HUD , Menu, and UMG Widgets - where should they live?

As the post title suggests, I’m trying to figure out where it makes sense to create the HUD , Menus, and UMG widgets for a game.

The current scenario is that I want to pop up a message on the screen when the player completes (or fails) a level. Based on the description of the GameMode class, completion / failure looks like it should be determined by the GameMode. Does this mean that the GameMode should monitor for level complete/fail conditions then modify the HUD / pop up messages as needed?

In the level I’m working on now, the level is completed once the player reaches a door at the end. To implement the above design (GameMode being in control), I imagine the following steps would be taken:

  • The Player Pawn would monitor for collision with the door
  • When collision happens, it would notify the GameMode. This could be done by either calling a function on the game mode, or setting a flag in the Pawn’s class. Setting the flag would imply that the GameMode would be ticking and looking at that flag - would that be a bad way to do it?

Hopefully these ramblings make a bit of sense … thank you in advance for helping me wrap my brain around these basic design concepts!

I would put the collision in the level blueprint, then calling a new level via “open level”

You can use a gameinstance to pass values between levels for things like storing the current level’s value and updating it to the next level so it knows what its doing and use those values in the ui

GameInstance is a very cool class - I was previously unaware of it - thank you!

In my simple game example, there is no data to pass between levels. All I want to do is display a “good job” message when the player reaches the door. Would the level blueprint be a good place to store this? My concern is that if I have something like 20 levels and I want to change the message, then I would have to make that change in 20 places.
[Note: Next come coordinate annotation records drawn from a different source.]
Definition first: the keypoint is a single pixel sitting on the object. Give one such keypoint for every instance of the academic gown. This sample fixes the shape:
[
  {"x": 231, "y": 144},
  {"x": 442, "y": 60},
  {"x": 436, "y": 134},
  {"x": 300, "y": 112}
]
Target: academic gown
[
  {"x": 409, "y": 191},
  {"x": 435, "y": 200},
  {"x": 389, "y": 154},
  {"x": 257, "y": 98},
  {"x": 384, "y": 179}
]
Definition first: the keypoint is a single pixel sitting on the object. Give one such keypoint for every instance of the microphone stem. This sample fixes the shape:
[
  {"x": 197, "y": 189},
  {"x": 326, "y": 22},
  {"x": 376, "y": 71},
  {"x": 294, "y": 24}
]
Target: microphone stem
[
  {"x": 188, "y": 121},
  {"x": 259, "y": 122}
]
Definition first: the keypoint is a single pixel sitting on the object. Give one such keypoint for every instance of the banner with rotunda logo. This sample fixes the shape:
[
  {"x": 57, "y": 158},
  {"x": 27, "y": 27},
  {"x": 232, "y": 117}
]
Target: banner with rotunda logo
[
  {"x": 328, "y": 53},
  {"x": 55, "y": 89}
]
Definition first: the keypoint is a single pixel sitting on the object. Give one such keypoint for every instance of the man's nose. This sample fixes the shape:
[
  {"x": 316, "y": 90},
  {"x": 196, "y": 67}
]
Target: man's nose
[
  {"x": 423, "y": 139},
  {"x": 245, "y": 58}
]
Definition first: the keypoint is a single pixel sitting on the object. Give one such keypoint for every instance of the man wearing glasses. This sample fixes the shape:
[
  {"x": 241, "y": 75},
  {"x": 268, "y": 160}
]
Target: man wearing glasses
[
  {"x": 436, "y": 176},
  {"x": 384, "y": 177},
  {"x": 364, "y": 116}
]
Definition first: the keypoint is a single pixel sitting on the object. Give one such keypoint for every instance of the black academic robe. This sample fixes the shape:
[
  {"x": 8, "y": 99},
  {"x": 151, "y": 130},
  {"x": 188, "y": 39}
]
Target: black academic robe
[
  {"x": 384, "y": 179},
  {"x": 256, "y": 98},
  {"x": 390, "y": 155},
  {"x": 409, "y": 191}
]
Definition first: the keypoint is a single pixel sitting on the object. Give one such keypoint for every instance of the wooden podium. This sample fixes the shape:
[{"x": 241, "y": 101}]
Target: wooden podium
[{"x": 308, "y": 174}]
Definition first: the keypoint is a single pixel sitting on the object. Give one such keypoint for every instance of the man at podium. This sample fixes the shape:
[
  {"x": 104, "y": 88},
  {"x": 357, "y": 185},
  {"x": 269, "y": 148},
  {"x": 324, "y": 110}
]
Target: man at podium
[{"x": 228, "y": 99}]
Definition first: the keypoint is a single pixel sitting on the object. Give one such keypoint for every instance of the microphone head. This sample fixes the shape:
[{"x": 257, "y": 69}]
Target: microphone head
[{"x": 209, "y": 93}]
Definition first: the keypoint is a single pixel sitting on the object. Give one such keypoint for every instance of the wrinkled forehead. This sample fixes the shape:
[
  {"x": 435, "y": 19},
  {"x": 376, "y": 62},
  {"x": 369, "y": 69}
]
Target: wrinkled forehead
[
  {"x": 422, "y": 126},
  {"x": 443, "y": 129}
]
Also, how would we put the collision in the level blueprint? Does that mean that you would have the level blueprint itself monitor for the collision, or would one of the Actors involved in the collision notify the level blueprint?

Thanks again,

Well if the door is a blueprint actor I would just make the message appear there and not mess with the level blueprints. My entire game doesn’t use level blueprints at all except for when a player overlaps a kill volume.

And what collision? Collision with the door? Yeah just do it all in the door actors blueprint. Maybe it has to call gamemode to end the game or however you want to handle that.
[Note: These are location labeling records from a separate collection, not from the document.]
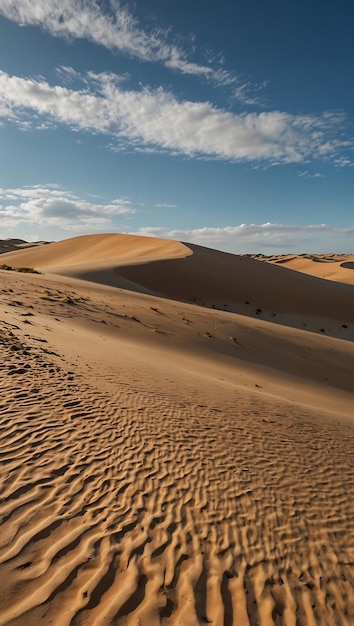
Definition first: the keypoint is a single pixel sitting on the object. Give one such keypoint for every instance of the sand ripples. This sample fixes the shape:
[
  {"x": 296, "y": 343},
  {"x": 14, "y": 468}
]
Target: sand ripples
[{"x": 135, "y": 509}]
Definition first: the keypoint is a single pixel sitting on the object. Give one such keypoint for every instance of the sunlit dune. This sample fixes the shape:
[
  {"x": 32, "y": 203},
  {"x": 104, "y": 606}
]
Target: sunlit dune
[
  {"x": 334, "y": 267},
  {"x": 176, "y": 436}
]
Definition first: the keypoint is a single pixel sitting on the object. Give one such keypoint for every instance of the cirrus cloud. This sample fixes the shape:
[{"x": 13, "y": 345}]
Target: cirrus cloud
[
  {"x": 111, "y": 25},
  {"x": 268, "y": 238},
  {"x": 50, "y": 205},
  {"x": 156, "y": 120}
]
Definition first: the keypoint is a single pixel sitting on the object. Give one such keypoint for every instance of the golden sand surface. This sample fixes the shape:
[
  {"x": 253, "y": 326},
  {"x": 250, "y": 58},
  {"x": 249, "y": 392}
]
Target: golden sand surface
[
  {"x": 336, "y": 267},
  {"x": 176, "y": 439}
]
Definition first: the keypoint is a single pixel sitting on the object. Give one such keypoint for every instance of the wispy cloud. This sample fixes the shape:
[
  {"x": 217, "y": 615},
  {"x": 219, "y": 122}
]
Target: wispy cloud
[
  {"x": 155, "y": 119},
  {"x": 111, "y": 25},
  {"x": 265, "y": 238},
  {"x": 50, "y": 205}
]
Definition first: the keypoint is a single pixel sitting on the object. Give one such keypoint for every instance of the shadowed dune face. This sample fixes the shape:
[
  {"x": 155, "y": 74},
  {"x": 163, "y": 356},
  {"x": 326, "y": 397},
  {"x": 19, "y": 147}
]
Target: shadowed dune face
[
  {"x": 12, "y": 245},
  {"x": 195, "y": 274},
  {"x": 167, "y": 464}
]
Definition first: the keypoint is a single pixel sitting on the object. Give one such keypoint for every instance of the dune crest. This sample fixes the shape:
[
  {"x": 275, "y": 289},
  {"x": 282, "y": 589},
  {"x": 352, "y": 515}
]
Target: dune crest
[{"x": 167, "y": 463}]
This way all you have to do is drop the door in any one of your levels for the desired effects.

If it is an overall Menu, with different things i would use the GameInstance and a State System. Take a look at the Multiplayer Shootout. It has a good system for that.

You can also show your ingame HUD with that with a state like “Is playing”. With placing them inside the Instance class, you are sure that you don’t have multiple widgets up.
Make sure to save a widget inside a ref variable and always check if the variable is null. So you really only spawn one widget at a time.

The Multiplayer Shootout project is certainly interesting to look at. If I’m reading it properly, it looks like the UMG widgets are separated so that widgets displayed during game play are stored in the PlayerController, while widgets displayed outside of game play are stored in the GameInstance.

The HUD is updated by the individual widgets ticking - meaning the HUD ticks to update the scoreboard and the ammo widget ticks separately to update the ammo display. The GameInstance widgets are initiated by player input.

Applying this logic to my game example, it looks like the since the “good job” message displays after the level play has finished, the widget should live in the GameInstance. This leaves the question of how to trigger the widget to display. Would it be poor practice to have the PlayerPawn (or the door, as TheFoyer suggests) talk directly to the GameInstance to tell it that the level is over?